College leaders are gearing up to issue a warning to hundreds of wealthy boosters who are using name, image and likeness (NIL) ventures to involve themselves in recruiting.
University administrators, part of a task force to review NIL, are finalizing additional guidelines that are expected to clarify that boosters and booster-led collectives are prohibited from involvement in recruiting, multiple sources tell Sports Illustrated. The guidelines will provide more guidance to member schools on what many administrators say are NIL-disguised “pay for play” deals orchestrated by donors to induce prospects, recruit players off other college teams and retain their own athletes.
The new directives will highlight existing NCAA bylaws that outlaw boosters from participating in recruiting, reminding member schools of guardrails that, while in place for years, have been bent and broken during the first 10 months of the NIL era, officials say. Under a long-held NCAA rule, boosters are a representative arm of an athletic department and are not supposed to associate with or persuade prospects.
The guidelines, still in draft form, outline that booster-backed collectives should be prohibited from associating with high school prospects and college transfers, potentially opening the door for contentious legal challenges between the association and booster groups.
My first thought upon hearing about that was to laugh. The NCAA wants to wade back into treacherous legal waters over player compensation? Talk about your definition of insanity.
Then I started thinking about it a little more. Maybe there’s a way to come up with an approach that has some enforceable teeth to it. The trick would be to focus on punishing boosters, not players. And that kind of sounds like this:
The new directives will highlight existing NCAA bylaws that outlaw boosters from participating in recruiting, reminding member schools of guardrails that, while in place for years, have been bent and broken during the first 10 months of the NIL era, officials say. Under a long-held NCAA rule, boosters are a representative arm of an athletic department and are not supposed to associate with or persuade prospects.
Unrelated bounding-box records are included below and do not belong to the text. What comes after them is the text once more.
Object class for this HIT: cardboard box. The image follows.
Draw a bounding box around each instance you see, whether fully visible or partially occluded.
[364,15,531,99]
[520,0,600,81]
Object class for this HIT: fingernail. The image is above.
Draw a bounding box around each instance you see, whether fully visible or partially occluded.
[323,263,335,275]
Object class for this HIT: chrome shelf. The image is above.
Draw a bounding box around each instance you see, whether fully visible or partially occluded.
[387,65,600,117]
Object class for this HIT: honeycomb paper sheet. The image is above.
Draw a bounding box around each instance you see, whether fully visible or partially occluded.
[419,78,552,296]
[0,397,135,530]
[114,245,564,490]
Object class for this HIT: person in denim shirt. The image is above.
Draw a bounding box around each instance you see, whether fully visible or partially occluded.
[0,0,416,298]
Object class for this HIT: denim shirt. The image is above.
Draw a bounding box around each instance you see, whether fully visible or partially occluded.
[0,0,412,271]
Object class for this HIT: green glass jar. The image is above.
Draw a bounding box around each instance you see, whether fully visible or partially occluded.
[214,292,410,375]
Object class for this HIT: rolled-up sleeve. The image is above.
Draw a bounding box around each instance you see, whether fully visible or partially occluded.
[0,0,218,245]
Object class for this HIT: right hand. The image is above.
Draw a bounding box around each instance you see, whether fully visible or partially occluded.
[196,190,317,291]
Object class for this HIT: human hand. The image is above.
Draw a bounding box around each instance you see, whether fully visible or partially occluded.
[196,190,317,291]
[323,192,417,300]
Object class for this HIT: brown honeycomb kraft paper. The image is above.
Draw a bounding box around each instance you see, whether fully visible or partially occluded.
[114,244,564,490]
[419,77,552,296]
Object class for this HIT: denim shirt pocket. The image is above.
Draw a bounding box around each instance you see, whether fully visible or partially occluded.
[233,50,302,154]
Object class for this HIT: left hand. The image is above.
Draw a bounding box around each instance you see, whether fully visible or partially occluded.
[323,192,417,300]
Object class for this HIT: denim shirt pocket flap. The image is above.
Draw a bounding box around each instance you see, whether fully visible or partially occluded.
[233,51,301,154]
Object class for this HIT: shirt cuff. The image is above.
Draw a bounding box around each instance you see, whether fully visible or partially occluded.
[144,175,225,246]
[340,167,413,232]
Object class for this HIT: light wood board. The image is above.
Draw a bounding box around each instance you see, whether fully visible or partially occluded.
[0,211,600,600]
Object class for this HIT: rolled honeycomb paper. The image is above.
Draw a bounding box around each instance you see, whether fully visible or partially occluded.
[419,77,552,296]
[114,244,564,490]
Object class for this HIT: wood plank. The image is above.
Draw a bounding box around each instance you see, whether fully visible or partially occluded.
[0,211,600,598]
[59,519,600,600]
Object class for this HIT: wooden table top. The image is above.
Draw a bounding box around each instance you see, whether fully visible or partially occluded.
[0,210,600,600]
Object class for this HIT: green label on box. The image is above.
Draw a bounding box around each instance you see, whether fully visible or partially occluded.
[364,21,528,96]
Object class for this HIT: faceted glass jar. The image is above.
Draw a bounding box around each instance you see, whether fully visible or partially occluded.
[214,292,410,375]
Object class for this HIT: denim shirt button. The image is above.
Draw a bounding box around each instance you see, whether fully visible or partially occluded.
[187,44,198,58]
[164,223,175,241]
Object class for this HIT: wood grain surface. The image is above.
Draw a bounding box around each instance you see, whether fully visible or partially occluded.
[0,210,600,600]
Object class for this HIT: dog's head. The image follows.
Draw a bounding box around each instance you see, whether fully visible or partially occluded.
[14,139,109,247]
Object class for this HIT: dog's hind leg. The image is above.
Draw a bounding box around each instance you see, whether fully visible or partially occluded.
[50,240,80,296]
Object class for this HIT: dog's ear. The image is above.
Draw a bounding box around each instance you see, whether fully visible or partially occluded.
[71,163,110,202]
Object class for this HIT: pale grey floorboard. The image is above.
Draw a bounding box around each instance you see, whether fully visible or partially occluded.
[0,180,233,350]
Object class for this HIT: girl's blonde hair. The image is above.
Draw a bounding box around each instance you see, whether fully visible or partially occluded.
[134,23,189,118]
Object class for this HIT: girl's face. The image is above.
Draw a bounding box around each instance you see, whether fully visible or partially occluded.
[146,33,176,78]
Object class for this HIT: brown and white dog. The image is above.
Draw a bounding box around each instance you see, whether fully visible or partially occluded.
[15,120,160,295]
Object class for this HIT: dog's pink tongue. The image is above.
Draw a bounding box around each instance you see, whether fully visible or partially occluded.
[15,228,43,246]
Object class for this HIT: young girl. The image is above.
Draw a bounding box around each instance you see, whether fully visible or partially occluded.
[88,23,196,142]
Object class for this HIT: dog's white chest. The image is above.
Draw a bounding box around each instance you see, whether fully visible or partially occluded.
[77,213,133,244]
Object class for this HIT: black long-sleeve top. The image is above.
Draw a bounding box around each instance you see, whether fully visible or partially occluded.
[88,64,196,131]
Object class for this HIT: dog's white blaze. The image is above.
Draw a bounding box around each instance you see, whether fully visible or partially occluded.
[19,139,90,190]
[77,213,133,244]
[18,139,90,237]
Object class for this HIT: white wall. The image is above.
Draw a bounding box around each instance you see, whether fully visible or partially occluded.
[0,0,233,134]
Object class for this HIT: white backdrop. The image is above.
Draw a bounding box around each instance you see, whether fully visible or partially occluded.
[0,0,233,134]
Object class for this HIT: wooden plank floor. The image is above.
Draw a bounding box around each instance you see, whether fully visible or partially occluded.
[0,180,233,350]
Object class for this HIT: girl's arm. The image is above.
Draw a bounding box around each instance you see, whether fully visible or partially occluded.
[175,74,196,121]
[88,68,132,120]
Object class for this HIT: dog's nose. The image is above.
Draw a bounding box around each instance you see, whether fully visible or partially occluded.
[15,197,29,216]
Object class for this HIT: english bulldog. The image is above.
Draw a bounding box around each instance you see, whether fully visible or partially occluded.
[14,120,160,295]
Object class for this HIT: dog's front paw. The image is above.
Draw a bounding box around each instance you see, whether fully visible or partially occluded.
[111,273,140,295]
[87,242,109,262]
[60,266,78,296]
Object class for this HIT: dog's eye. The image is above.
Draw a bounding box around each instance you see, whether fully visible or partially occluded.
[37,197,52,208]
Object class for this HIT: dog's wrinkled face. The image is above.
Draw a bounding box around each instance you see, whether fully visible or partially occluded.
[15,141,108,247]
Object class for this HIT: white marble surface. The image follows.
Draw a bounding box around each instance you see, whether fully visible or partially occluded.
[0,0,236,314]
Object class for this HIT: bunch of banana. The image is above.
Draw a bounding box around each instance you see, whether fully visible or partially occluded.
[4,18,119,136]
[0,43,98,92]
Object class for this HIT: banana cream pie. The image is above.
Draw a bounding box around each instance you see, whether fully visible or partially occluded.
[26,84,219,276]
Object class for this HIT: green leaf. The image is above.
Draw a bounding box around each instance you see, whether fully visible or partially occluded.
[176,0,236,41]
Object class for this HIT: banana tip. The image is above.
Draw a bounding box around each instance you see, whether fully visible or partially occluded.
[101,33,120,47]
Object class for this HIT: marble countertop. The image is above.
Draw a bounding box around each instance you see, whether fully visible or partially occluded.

The guidelines, still in draft form, outline that booster-backed collectives should be prohibited from associating with high school prospects and college transfers, potentially opening the door for contentious legal challenges between the association and booster groups.
Schools that do not control their donors’ spending could be found to have violated NCAA rules and will be sanctioned, according to the document.
Spending eight million dollars on a recruit who will never throw a pass in anger in a playoff game because his team is banned from it seems like a major waste of money, even for a booster who sincerely believes his shit doesn’t stink. But, even if the NCAA doesn’t punish the recruit, do boosters have enough legal juice to thwart enforcement?
Any NCAA enforcement will challenge state NIL laws and risk a bevy of lawsuits from the wealthy collectives and individual donors, experts say.
“Either you let everyone do it or you enforce the rule,” Florida-based sports attorney Darren Heitner says. “In essence, what’s happening or will happen is those who are willing to violate the rule will be rewarded if nothing is done about it. Don’t have a rule if you’re not willing to enforce it. This isn’t a matter of them not being able to do something. But will it further open itself up to more litigation, litigation it will probably lose?”
Sounds like we’re going to find out. Boosters suing their schools certainly has a weird vibe to it, but so does this:
“I have some coaches call me and say, ‘I don’t know what to do about this booster because he’s offering all these kids NIL money and I don’t even want the kid’,'” shared Todd Berry, executive director of the American Football Coaches Association.
The NCAA had best find better lawyers than they had the last time they were in court.